Malcolm Young n’est pas mort. Pas encore et tant mieux. Même si on se doute que si des mecs aussi peu loquaces qu'AC/DC dépêchent Brian Johnson pour annoncer que l’ainé des frères Young est remplacé au sein du groupe par son neveu, c’est pas de bonne augure.
AC/DC a donc cette fois encore choisi de continuer, pourtant on sait ce que ça donne AC/DC sans Malcolm,
il suffit, pour mesurer l'étendu des dégâts, de ressortir leurs albums
de la seconde partie des années 80, lorsque la vie lui avait présenté
l’addition et qu’il avait dû faire un pas sur le côté, le temps de
soigner son alcoolisme forcené qui durait depuis...depuis toujours en
fait. Malcolm était sans doute le plus proche de Bon Scott pour ce qui est de l’art de vivre, deux problem childs
que les 60‘s n’avaient pas réussi à adoucir. Quand sur une photo il
apparait sans avoir les mains sur sa guitare, il les a invariablement
occupées à tenir une Marlboro dans l’une et une canette dans l’autre.

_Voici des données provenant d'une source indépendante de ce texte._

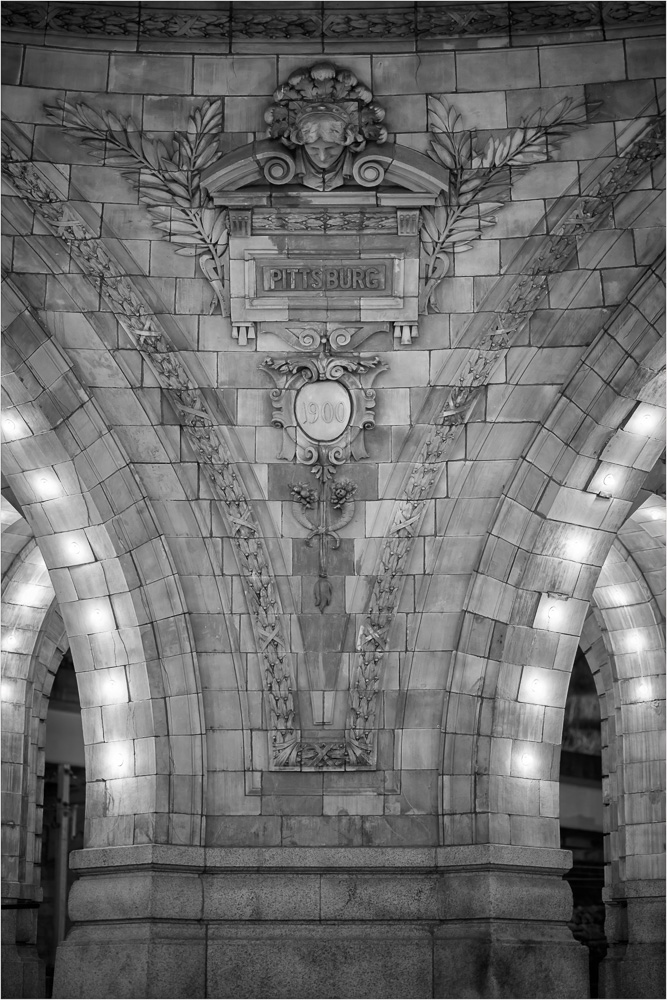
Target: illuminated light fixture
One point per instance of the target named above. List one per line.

En même temps, je dis ça mais qu’est ce que j’en sais ? Et qui sait vraiment quoi que ce soit sur Malcolm Young
? Le gars a dû donner trois interviews dans sa vie et à chaque fois ce
fut pour clamer son amour envers les grands noms du Blues, la seule
passion que je lui connaisse, écouter Muddy Waters, Freddie King, Howlin’ Wolf et toute la clique de Chicago. Si AC/DC ne fut jamais tout à fait un groupe de Hard Rock c’est à Malcolm qu’ils le doivent, son jeu devra toujours plus à Eddie Cochran qu’à Jimmy Page.
Malcolm Young
c’est celui en face duquel je m’étais posté un soir de Juillet 1996 pour ne quasiment pas le quitter des yeux deux heures durant. Voir
son corps collé aux enceintes illustrait au plus juste les
dantesques charges de haute énergie que son groupe envoyait au public, tout AC/DC résumé dans cette façon sensuelle de vibrer sous les
ondulations électriques, comme en train de se charger de cette hargne
qu’il balançait au micro, après avoir fait trois pas en avant, au moment
de hurler le refrain. J’aime Malcolm Young bien plus que beaucoup
de musiciens que j’écoute plus souvent que lui. J’aime l’être
humain et ce qu’il dégage. Rien que de voir sa trombine ça fait mon
bonheur.
Malcolm Young et sa Gretsch. Ça m’a toujours fait
halluciner qu’il arrive à maitriser cette foutue guitare au point d’en
tirer ce son là à cette puissance là. On devrait faire étudier son jeu à
tous les apprentis gratteux du monde, les faire cravacher des plombes
sur Touch too much ou Overdose, qu’ils
sachent ce que c’est que son art du riff, sa métronomie, sa classe,
l’énergie brute qu’il mettait dans chaque mouvement du poignet, la
pulsation qu’il transmettait via son médiator. Il parait qu’il n’est
plus en état d’approcher une guitare, imaginer ça me fait encore plus de
peine que de le savoir mourant.
Doc Neeson, hurleur d'Angel City, disparu dans l’indifférence il y a une poignée de mois, Johnny Winter qui vient tout juste de s’éteindre, Malcolm Young mal en point au possible, les enfants turbulents du Blues nous disent bonsoir.